Forum Moderators: phranque
Ever since we added the tolower code, Dreamweaver CS3 gives me the error 404 - testing service specified for this site does not map to the [localhost...] URL message. The testing server settings are correct because they worked until the tolower code was added and I havent changed any settings since then, and the php pages still work on the site, its just DW.
I'd tried the a-z 26 rule loop w/ htaccess, but it was way slower than rewrite map, and didn't quite cooperate with some of .cfm?x= rewrite rules for link on the old site.
Anyone have any ideas? either a way to force Dreamweaver to play nice with lowercase named /_mmserverscipts/mmhttpdb.php, or a way to tell rewrite map tolower to skip over /_mmServerScipts/ folder? I checked out the apache documentation, but it was too technical for me, I'm really just a photo/video/html guy in over his head - the most scripting I've had is a semester of JavaScript and the last 3 weeks straight on google for all this apache stuff lol
thanks
RewriteEngine On
# rewrite to force lowercase
RewriteMap lowercase int:tolower
RewriteCond %{REQUEST_URI} !^/_mmServerScripts/
RewriteCond %{HTTP_HOST} ^(www\.)?(([^.]+\.)+([^.]+))
RewriteRule ^/([^A-Z]*[A-Z].*)$ [%2...] [R=301,L]

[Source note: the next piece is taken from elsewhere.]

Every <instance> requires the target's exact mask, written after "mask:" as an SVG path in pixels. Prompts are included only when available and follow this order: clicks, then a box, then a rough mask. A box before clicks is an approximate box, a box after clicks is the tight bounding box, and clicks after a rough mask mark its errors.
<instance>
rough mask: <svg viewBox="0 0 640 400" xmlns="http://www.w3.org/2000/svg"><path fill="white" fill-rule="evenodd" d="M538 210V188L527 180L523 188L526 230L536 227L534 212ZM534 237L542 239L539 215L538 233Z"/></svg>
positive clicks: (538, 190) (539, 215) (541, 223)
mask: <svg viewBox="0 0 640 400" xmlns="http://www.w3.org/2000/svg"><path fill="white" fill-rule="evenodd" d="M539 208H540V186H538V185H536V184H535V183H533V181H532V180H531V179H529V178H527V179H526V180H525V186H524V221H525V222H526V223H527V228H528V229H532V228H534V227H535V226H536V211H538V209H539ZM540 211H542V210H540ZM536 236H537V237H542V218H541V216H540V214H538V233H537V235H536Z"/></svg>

unfortunately I don't have direct access to httpd.conf and my host has been lagging lately as they are moving offices... so it will probably be a day or two until I actually get to test it out = (
Thanks Again!
You've got an opportunity to optimize the code by getting rid of an unneeded layer of parentheses/back-reference-creation, though:
RewriteCond %{HTTP_HOST} ^(www\.)?(([^.]+\.)+[b][^.]+[/b])
RewriteCond %{HTTP_HOST} ^(www\.)?(([^.]+\.)+[^.]+)[b]\.?(:[0-9]+)?$[/b]
If you don't properly handle the trailing period in this "www.example.com." FQDN example, then your rule won't be invoked because your existing RewriteCond pattern demands that additional non-period characters follow that final period. As a result, it would be easy to 'create' 404's on your site by linking to the FQDN with uppercase-containing URLs.